I am working with Pentaho Data Integration (aka Kettle) and I have several Transformations, let's call them A, B, C, D, E.
B depends on A, D depends on C and E depends on B and D. In a job I'd like to run A, B and C, D in parallel:
-> A -> B _
-> C -> D----> E
where A and C run in parallel. Is there any way to execute E only iff B AND D were successful? Right now, looking at the Job metrics, E gets executed as soon as either B OR D are finished.
I just found http://forums.pentaho.org/showthread.php?t=75425 and it seems like it's not easily possible to achieve what I want.
I believe this can be done, but I don't have jobs big enough to really test this well, and it's awkward.
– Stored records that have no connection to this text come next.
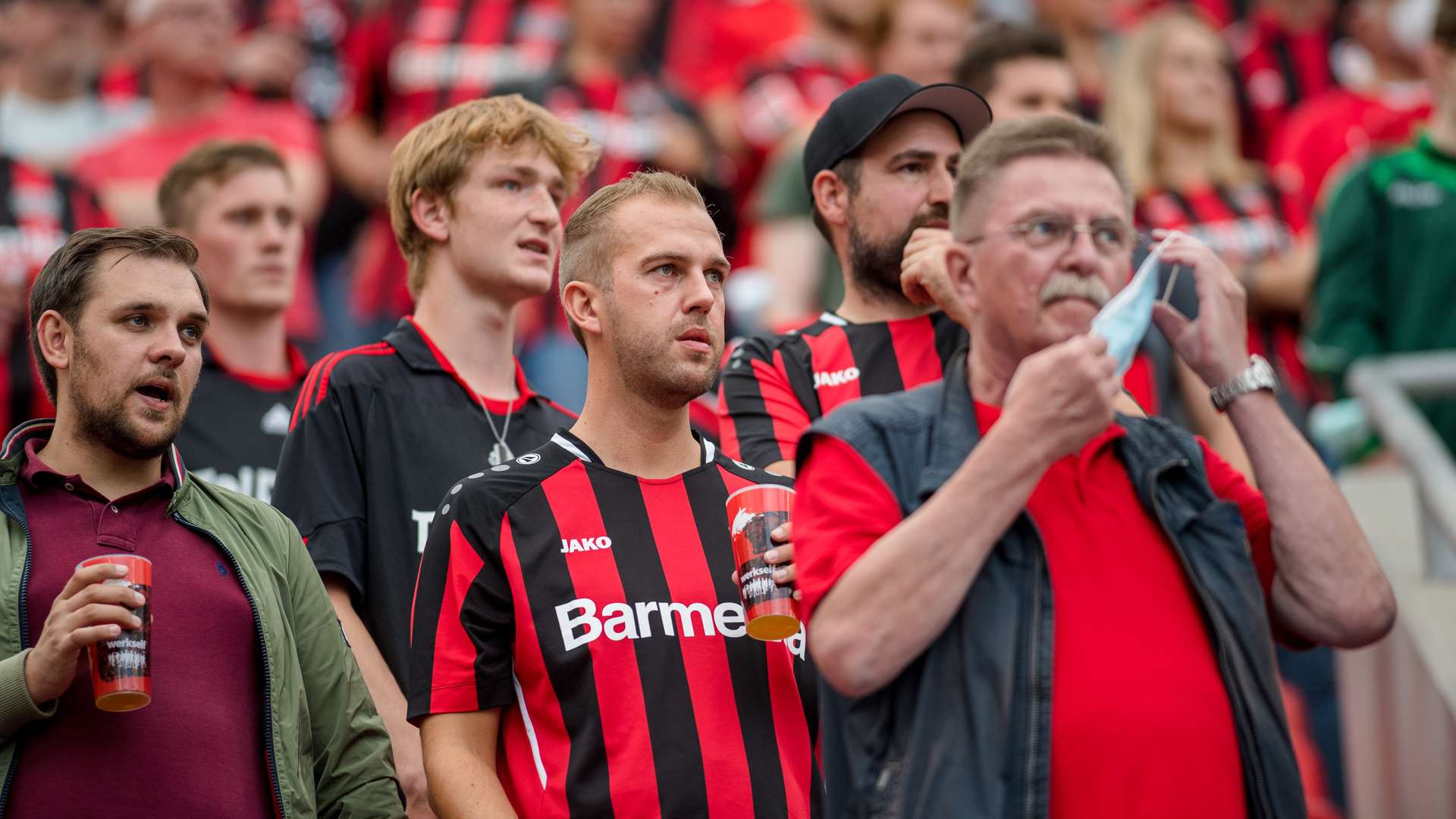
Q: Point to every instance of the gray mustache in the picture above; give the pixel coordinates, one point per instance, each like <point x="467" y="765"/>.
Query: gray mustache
<point x="1071" y="286"/>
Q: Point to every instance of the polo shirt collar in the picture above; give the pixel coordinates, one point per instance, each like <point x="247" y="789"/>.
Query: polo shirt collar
<point x="174" y="472"/>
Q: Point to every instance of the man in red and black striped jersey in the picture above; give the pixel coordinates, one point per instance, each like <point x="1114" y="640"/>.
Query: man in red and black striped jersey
<point x="880" y="165"/>
<point x="237" y="205"/>
<point x="38" y="210"/>
<point x="379" y="431"/>
<point x="579" y="642"/>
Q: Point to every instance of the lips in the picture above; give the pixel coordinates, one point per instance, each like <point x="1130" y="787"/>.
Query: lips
<point x="156" y="394"/>
<point x="535" y="246"/>
<point x="696" y="338"/>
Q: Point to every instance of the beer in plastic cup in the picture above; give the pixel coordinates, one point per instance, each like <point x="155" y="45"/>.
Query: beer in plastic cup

Basically, you'll need 4 separate jobs in addition to your A,B,C,D, and E jobs. Let's call them Control Job, Job A_B, Job C_D, and Parallel Jobs.
You set them up like this:
Control Job: start -> Parallel Jobs -> E Parallel Jobs: -> Job A_B start< (Set Start step to run next jobs in parallel) -> Job C_D Job A_B: start -> A -> B Job C_D: start -> C -> D
The key is that A -> B and C -> D need to be in their own job step to retain the dependency. Then Parallel Jobs makes sure both parallel paths have completed before allowing control to proceed to E.